Mini’s fifth model was presented recently. The Mini Coupé is the latest in the family that now includes the Hatch, Convertible, Clubman and Countryman. This small performance car is essentially a faster, harder and smaller car than any of the previous cars offered by the BMW-owned brand.
The roof graphic is almost emulating a baseball cap
The Coupé has only two seats but a generous 280-litre boot compensates the lack of passenger space. The wide and high opening tailgate makes loading easier, and the space can accommodate a couple of medium size suitcases or even a pair of skis given the clever opening between the seats that allows for such long loads, as was demonstrated at the launch of the car last month.
Inside is familiar Mini territory, with the oversized circular instrument panels more in tune with product design, sporty material and general playful ambiance that has helped make the brand so modern and relevant to today’s market. Plus it features a cute pop-up rear spoiler for an added sporty look.
Mini is a unisex brand, seemingly driven by men and women in equal measures. I would even go as far as to say it represents the modern man – someone who is in touch with his aesthetic side but still values driving dynamics. It also signifies the modern woman who is design conscious but not afraid of a bit of go-kart handling.

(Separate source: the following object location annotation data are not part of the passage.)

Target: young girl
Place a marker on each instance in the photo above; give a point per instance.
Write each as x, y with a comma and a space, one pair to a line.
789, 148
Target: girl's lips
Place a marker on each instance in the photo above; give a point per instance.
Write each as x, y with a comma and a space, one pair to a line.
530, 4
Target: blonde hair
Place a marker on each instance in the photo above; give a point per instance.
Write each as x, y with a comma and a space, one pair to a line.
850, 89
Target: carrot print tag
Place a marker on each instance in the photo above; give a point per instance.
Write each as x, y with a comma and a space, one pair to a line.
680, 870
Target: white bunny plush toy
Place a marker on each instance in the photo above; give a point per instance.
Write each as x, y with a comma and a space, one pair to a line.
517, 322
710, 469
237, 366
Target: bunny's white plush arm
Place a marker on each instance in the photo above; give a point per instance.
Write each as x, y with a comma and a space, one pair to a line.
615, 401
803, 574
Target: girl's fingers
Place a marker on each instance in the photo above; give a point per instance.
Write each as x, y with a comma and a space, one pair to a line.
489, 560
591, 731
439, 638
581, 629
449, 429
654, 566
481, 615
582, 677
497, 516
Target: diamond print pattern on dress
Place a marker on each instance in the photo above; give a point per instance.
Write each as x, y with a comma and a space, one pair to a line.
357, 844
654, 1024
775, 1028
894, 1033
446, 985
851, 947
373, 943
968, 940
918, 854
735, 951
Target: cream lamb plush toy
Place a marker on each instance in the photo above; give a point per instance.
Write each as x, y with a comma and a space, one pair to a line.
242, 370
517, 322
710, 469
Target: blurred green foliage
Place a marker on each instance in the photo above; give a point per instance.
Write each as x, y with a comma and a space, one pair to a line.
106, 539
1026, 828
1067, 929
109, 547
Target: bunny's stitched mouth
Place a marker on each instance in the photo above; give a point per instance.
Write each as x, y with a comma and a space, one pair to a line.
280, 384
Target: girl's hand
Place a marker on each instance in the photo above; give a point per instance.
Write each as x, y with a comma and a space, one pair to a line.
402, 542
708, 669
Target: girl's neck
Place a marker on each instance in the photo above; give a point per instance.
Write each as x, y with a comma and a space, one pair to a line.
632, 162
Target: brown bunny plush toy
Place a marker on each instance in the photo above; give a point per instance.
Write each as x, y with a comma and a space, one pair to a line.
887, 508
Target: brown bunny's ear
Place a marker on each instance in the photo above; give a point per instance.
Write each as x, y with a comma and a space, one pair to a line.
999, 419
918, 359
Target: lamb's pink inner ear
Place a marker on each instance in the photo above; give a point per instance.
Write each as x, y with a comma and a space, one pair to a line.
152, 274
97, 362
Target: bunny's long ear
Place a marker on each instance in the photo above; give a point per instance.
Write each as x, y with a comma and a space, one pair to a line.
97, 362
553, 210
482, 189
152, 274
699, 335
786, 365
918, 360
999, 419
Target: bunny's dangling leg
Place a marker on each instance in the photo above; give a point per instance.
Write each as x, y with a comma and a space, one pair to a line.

The Coupé, though, is unashamedly pitched at men. Available only in Cooper and John Cooper Works (JCW) versions, it is a niche car offered within Mini’s sportier high-performance range. Even the design is thought to attract more male customers. This was pitched to me as I drove the cars around the Austrian Alps.
At first I wondered what I was going to do with such an obviously male-targeted car, but on reflection the gender differences are oh so artificial when it comes to sitting behind the wheel.
The flagship JCW Coupé is no doubt more of a boy car. It looks racy with the bold stripe running along its hood and bonnet, and its powerful engine boasts the fastest acceleration and top speed of any volume-produced Mini with a 0-62 mph-sprint time of 6.4 seconds and a top speed of 149 mph. In this context it will probably resonate more with male customers. But is the Coupé really such a boy racer to alienate female drivers?
The floating roofline that is at the heart of its design adds a somewhat masculine touch.
“The roof graphic is almost emulating a baseball cap turned the other way to have an attitude, personality and status,” Anders Warming told me when the car was first revealed.
But then the roof can be ordered in various shades, as can the exterior shade and interior trim. “Mini is all about the details – as you spend more time with it you discover new details,” the designer said as he shows me the subtle ambiance lighting inside. The interior offers extended colour options like a mid-brown toffee colour that is new to the range.
“We are the world champions at really offering personalisation to our customers. It is an event ordering a Mini,” enthuses Warming. “You can apply an entire ‘yours’ programme to this car as we believe luxury should come in all sizes.”
Surely the Coupé is a car that will appeal to women and the modern man in equal measures.